Menurutnya, tetapi seandainya kalau kasus ini dilatarbelakangi murni tidak ada gangguan, tetapi lebih kepada tekanan ekonomi atau sosial,hal ini harus menjadi perhatian bersama, terlebih di masa pandemi yang terkadang menimbulkan dampak sosial, ekonomi, psikis, dan mental yang luar biasa. Oleh karena itu, pihaknya menekankan pentingnya menggelorakan gerakan-gerakan agar saling peduli terhadap sesama dan lingkungan terdekat.
“Kalau di programnya Gubernur Ganjar itu ada Program Jogo Tonggo yang harus terus digelorakkan agar kita saling peduli terhadap tetangga, teman, orang-orang yg dikenal. Jika mereka ada kesulitan, minimal kita membantu untuk memberikan akses bantuan baik melalui Baznas, Bansos Pemda, dan sebagainya agar orangyang dalam kondisi-kondisi tertekan ini harus segera mendapat bantuan,” ucapnya.
Lebih lanjut, kata Agustin, kalau tidak bisa memberi, mungkin bisa memberikan akses minimal melaporkan ke Lurah, Ketua RT/RW atau kaitannya dengan kesehatan, jika masyarakat mengetahui ada seseorang yang sedikit aneh, dalam hal ini misalnya mendidik anak dengan sering melakukan kekerasan/tidak wajar perlu dilaporkan kepada LPPAR setempat agar bisa segera dilakukan visitasi dan observasi bersama dengan Perlindungan Anak Terpadu Berbasis Masyarakat (PATBM), sehingga bisa segera diberikan bantuan.

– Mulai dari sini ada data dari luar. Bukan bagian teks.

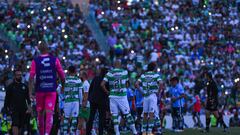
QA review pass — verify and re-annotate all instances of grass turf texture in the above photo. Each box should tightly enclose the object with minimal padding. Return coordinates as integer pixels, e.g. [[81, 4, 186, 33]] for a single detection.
[[121, 127, 240, 135]]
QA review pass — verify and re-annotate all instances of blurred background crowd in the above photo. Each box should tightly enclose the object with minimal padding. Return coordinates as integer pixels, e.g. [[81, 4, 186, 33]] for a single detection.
[[0, 0, 240, 129]]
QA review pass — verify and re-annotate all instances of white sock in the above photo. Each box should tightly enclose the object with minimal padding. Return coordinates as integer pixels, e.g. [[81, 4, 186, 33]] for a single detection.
[[114, 125, 120, 135], [130, 124, 137, 134]]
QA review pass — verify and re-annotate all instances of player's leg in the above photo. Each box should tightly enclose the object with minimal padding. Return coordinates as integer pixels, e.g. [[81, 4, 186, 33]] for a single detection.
[[70, 101, 79, 134], [36, 92, 45, 135], [45, 92, 57, 135], [178, 107, 184, 130], [118, 96, 137, 134], [63, 102, 71, 134], [142, 97, 149, 134], [205, 110, 211, 132], [213, 111, 227, 131], [110, 98, 120, 135], [172, 107, 178, 130], [153, 97, 162, 135], [148, 94, 159, 134]]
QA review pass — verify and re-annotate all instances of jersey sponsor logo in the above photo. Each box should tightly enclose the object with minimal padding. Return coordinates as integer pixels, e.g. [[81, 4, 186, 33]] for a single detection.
[[40, 82, 54, 88], [48, 103, 53, 107], [41, 58, 50, 67]]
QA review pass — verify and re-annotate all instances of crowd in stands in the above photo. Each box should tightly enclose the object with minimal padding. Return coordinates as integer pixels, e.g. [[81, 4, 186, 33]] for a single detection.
[[91, 0, 240, 111], [0, 1, 104, 86], [0, 0, 240, 133]]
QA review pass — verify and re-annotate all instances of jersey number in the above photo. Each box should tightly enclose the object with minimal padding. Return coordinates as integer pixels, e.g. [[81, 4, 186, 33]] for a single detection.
[[114, 80, 122, 92], [41, 58, 50, 67]]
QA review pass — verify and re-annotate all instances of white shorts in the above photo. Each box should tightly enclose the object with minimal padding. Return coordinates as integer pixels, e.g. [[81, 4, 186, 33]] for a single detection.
[[110, 96, 130, 115], [143, 93, 159, 113], [63, 101, 79, 118]]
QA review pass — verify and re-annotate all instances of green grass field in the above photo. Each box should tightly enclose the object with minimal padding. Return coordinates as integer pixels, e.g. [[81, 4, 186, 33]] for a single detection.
[[121, 128, 240, 135], [164, 128, 240, 135]]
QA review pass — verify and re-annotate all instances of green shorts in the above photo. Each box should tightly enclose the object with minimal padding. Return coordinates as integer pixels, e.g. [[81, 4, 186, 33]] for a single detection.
[[79, 107, 90, 119]]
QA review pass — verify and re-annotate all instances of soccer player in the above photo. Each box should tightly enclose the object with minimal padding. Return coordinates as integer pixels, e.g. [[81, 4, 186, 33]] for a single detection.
[[169, 77, 185, 132], [63, 66, 82, 134], [78, 71, 90, 134], [4, 69, 31, 135], [101, 60, 137, 135], [136, 63, 161, 134], [204, 72, 227, 132], [29, 42, 65, 135]]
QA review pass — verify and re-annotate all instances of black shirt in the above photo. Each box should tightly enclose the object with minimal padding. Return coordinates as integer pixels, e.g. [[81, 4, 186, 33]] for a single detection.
[[207, 80, 218, 103], [4, 81, 30, 111], [88, 76, 108, 105]]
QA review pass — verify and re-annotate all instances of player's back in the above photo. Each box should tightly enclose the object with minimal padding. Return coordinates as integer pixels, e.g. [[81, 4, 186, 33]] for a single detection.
[[106, 68, 128, 96], [34, 55, 57, 91]]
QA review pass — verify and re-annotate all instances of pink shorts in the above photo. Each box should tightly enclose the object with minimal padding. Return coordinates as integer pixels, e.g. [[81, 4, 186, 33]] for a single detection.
[[36, 92, 57, 112]]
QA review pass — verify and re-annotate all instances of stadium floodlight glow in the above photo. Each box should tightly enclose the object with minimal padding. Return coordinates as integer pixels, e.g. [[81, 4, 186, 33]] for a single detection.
[[127, 2, 132, 6], [225, 91, 228, 95], [234, 78, 240, 83], [96, 58, 100, 62]]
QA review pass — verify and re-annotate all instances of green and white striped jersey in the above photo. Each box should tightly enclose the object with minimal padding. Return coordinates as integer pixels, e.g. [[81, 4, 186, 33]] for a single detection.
[[64, 76, 82, 102], [138, 71, 161, 96], [103, 68, 128, 97]]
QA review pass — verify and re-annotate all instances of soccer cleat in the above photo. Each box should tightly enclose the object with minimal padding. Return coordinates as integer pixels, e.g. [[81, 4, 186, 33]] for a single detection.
[[201, 129, 209, 133]]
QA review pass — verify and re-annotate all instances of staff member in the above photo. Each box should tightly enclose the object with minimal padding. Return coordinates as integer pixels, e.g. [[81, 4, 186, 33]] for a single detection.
[[203, 72, 227, 132], [4, 69, 31, 135], [28, 43, 65, 135], [87, 68, 108, 135]]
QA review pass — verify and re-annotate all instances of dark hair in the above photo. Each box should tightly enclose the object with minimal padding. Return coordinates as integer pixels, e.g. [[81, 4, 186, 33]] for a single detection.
[[68, 66, 76, 73], [204, 72, 212, 79], [13, 68, 22, 75], [170, 76, 179, 82], [38, 41, 48, 53], [147, 62, 156, 71]]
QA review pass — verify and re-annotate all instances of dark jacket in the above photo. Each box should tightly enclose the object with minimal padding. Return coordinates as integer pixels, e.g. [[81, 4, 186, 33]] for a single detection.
[[4, 81, 31, 111], [207, 80, 218, 103], [88, 76, 108, 105]]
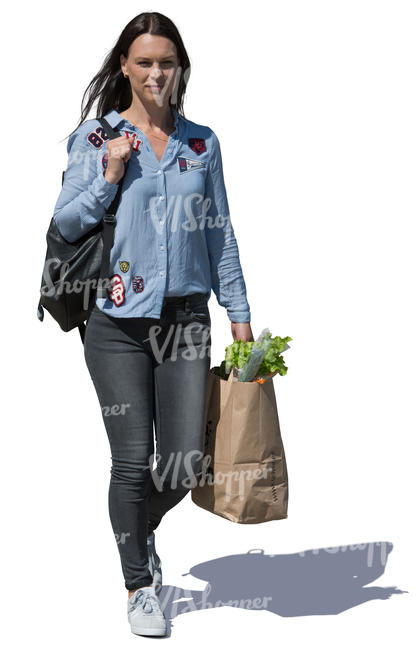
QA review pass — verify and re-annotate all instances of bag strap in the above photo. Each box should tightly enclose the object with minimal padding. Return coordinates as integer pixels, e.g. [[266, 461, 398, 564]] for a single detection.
[[78, 117, 125, 344]]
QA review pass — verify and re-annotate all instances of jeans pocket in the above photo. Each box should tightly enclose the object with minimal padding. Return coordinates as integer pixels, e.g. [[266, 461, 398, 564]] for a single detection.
[[191, 303, 211, 325]]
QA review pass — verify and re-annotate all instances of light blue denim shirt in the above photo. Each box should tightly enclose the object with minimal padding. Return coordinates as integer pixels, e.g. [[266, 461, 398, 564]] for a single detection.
[[54, 107, 251, 323]]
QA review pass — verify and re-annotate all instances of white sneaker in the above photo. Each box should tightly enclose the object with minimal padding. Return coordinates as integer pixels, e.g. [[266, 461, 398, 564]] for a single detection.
[[127, 586, 166, 636], [147, 532, 162, 594]]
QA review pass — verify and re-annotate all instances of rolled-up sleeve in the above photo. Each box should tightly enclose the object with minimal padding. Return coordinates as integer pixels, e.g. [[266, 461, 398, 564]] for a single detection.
[[53, 129, 118, 242], [204, 132, 251, 323]]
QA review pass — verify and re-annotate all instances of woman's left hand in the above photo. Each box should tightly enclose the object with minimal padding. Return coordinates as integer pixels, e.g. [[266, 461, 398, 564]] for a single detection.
[[230, 322, 254, 341]]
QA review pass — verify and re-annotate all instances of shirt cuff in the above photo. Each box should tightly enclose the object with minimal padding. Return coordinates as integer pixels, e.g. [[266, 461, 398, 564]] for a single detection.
[[227, 309, 251, 323], [89, 172, 118, 208]]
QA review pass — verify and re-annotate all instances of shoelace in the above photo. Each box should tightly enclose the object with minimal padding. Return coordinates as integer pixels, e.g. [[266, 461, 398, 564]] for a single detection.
[[128, 589, 159, 614]]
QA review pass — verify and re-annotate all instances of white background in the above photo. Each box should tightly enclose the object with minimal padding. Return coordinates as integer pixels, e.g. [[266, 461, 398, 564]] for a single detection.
[[1, 0, 420, 650]]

Upaya pencegahan kekerasan ini harus dilakukan bersama baik antara pemerintah maupun dengan seluruhb elemen masyarakat untuk berperan besar meminimalisir terjadinya korban jiwa, terutama pada anak.
“Kalau memang orangtuanya tidak bisa merawat anak karena kondisi mental, kan negara bisa mengambil alih untuk perawatan sementara atau keluarga besarnya atau bahkan bisa dilakukan pengasuhan alternatif seperti di pondok, panti asuhan, dan sebagainya. Jadi kejadian seperti ini menjadi PR bersama, semoga hal ini tidak terjadi di masa-masa mendatang khususnya di Kota Pekalongan,” pungkasnya.